Judy is a registered nurse, who now works as a full time volunteer patient advocate for Huntington’s disease. This includes supporting the UC Davis Huntington’s Disease Clinic, the UC Davis Institute for Regenerative Cures, and CIRM (California’s Stem Cell Agency), including legislative advocacy. She was appointed as the first voting patient representative to the FDA Huntington’s Disease Advisory Committee and is past president of the northern California chapter of the Huntington’s Disease Society of America. Judy advocates for the role patient advocates play in driving stem cell sciences towards making the goals a reality.

Michele de Luca and Graziella Pellegrini – academic researchers/clinicians

Professor De Luca, and his principal collaborator Graziella Pellegrini, have worked together over 20 years, towards the use of human epidermal stem cell cultures for life saving burns treatments as well as treatment of repigmentation and piebaldism. The team has also established human limbal stem cell culture for sight restoring corneal regeneration. Michele De Luca is coordinating the first (successful) gene therapy clinical trial for junctional epidermolysis bullosa and studies the stem cell behaviours of epithelial stem cells. Professor Graziella Pellegrini is based at the Centre for Regenerative Medicine “Stefano Ferrari” at the University of Modena and Reggio Emilia and one of the principal scientists on the corneal repair system Holoclar ®.  Together they have achieved Europe’s first approved advanced therapy medicinal product (ATMP) to be integrated into health services for patients across Europe in the future. 

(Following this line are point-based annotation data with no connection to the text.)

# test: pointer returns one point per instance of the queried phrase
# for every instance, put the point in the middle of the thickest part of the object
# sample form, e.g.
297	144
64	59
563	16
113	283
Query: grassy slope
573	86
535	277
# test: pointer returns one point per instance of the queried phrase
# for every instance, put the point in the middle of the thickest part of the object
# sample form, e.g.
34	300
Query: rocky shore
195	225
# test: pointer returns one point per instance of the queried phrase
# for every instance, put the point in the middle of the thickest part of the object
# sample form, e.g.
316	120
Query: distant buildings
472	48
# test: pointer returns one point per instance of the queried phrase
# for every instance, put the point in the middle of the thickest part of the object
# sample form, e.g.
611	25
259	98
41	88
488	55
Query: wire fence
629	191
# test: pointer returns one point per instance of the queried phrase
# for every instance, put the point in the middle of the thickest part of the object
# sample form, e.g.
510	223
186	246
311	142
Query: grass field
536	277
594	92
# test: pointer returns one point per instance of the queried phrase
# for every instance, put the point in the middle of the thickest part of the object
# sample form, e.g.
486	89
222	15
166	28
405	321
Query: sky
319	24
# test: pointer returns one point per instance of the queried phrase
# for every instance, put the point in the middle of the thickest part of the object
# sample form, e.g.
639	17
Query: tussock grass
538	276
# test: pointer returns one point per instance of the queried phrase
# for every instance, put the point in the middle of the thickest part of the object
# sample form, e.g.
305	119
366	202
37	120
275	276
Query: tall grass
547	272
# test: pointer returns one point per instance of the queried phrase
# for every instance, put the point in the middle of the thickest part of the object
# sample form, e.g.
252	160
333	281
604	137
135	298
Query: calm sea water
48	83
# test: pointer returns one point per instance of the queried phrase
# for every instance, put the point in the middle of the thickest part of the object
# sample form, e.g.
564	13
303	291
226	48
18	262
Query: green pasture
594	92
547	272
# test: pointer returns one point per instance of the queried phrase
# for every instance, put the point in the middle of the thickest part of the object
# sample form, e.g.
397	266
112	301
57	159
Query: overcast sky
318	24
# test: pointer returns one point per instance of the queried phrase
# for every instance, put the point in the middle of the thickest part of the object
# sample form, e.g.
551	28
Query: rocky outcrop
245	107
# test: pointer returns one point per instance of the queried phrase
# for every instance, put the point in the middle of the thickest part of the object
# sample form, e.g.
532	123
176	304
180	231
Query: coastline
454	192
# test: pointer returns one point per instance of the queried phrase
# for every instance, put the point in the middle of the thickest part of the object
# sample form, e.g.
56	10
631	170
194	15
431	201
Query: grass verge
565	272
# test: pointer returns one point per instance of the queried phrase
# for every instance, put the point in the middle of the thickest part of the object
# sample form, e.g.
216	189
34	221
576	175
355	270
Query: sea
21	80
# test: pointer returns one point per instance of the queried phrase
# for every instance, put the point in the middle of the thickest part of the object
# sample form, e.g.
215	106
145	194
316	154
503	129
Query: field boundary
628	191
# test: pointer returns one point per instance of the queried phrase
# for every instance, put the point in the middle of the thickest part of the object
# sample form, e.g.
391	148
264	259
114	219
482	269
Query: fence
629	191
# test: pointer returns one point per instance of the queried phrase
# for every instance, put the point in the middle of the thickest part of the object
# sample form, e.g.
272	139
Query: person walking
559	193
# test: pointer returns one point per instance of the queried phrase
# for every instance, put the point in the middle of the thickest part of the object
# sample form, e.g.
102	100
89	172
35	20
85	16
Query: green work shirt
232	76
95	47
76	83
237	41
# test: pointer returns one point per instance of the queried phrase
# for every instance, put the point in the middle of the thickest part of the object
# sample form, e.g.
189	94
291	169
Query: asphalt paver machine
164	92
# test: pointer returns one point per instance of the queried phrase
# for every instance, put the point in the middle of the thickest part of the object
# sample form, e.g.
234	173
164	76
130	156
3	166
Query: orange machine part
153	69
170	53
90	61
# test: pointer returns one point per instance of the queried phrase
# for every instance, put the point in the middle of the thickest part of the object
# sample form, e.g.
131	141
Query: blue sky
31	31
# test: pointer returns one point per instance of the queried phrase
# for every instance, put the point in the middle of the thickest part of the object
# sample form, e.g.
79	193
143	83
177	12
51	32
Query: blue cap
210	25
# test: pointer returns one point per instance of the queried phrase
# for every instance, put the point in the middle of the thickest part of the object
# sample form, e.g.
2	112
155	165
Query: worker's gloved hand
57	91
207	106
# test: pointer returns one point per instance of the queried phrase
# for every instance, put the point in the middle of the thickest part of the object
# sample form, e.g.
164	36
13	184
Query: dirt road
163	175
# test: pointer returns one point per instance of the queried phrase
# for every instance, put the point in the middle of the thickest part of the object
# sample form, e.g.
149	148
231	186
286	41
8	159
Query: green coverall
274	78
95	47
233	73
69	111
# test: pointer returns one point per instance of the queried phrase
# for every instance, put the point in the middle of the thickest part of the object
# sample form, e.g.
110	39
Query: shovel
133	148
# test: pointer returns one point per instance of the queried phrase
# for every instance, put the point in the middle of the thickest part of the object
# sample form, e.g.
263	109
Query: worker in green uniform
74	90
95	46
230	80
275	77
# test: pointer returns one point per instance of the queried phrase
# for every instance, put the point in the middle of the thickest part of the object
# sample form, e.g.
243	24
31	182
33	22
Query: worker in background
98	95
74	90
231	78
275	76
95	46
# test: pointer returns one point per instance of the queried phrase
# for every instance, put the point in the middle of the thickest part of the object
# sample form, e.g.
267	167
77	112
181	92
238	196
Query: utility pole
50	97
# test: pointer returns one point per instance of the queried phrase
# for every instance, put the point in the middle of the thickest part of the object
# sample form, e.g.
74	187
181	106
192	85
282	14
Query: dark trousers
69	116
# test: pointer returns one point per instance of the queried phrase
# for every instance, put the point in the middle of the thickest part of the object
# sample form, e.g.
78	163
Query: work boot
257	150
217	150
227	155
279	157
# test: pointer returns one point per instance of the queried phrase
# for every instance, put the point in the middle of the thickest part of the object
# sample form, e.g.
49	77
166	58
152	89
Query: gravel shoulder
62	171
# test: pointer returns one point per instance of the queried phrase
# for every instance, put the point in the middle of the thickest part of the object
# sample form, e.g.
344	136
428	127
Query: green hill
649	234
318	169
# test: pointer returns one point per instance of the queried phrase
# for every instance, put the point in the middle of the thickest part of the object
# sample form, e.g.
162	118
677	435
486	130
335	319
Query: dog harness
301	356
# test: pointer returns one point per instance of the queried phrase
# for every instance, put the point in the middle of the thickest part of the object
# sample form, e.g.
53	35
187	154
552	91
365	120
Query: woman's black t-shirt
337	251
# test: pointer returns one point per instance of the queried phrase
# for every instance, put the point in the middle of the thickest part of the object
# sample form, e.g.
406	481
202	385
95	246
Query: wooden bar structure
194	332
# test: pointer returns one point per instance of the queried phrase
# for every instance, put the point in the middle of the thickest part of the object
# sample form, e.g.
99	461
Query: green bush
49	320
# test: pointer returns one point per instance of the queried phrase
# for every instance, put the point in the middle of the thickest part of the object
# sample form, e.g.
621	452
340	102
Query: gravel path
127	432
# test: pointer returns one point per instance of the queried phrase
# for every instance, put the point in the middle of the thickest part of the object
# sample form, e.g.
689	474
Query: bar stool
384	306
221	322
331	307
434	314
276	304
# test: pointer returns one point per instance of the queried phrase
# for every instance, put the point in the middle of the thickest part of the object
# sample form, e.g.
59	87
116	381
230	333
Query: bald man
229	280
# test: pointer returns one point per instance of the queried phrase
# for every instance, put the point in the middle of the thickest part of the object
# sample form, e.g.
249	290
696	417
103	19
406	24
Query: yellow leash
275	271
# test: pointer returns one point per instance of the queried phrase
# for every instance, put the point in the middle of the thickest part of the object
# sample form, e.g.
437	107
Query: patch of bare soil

Robert Lanza – ‘child science star’, CSO of Ocata Therapeutics

Reading about Robert Lanza is like reading about a rock star. In TIME magazine’s 2014 100 most influential, in FORTUNE magazine and even suggested to be played by Ben Affleck if his work leads to restoring eyesight to millions. Son of a professional gambler and growing up in Boston, Massachusetts, the weirdest find is that at the age of 14 (1969), he partially induced melanin synthesis in chicken to change the colour of its feathers for a science fair project. While it is hard to find the details of this first study, at the age of 19, with the assistance of Stephen Kuffler and Joshua Sanes at Harvard Medical School, Robert published a complete change in pigmentation in Nature using nucleoprotein from the Harco chicken and a standard cross between the Barred Plymouth Rock hen and the Rhode Island Red rooster. Since this early fascination of genetics, Robert developed methods for deriving hESC lines from single blastomeres in an attempt to avert the ethical discussions of the destruction of human embryos and is now running clinical trials for macular degeneration with hESC derived retinal cells.  Robert is currently Chief Scientific Officer at Ocata Therapeutics (formerly Advanced Cell Technology).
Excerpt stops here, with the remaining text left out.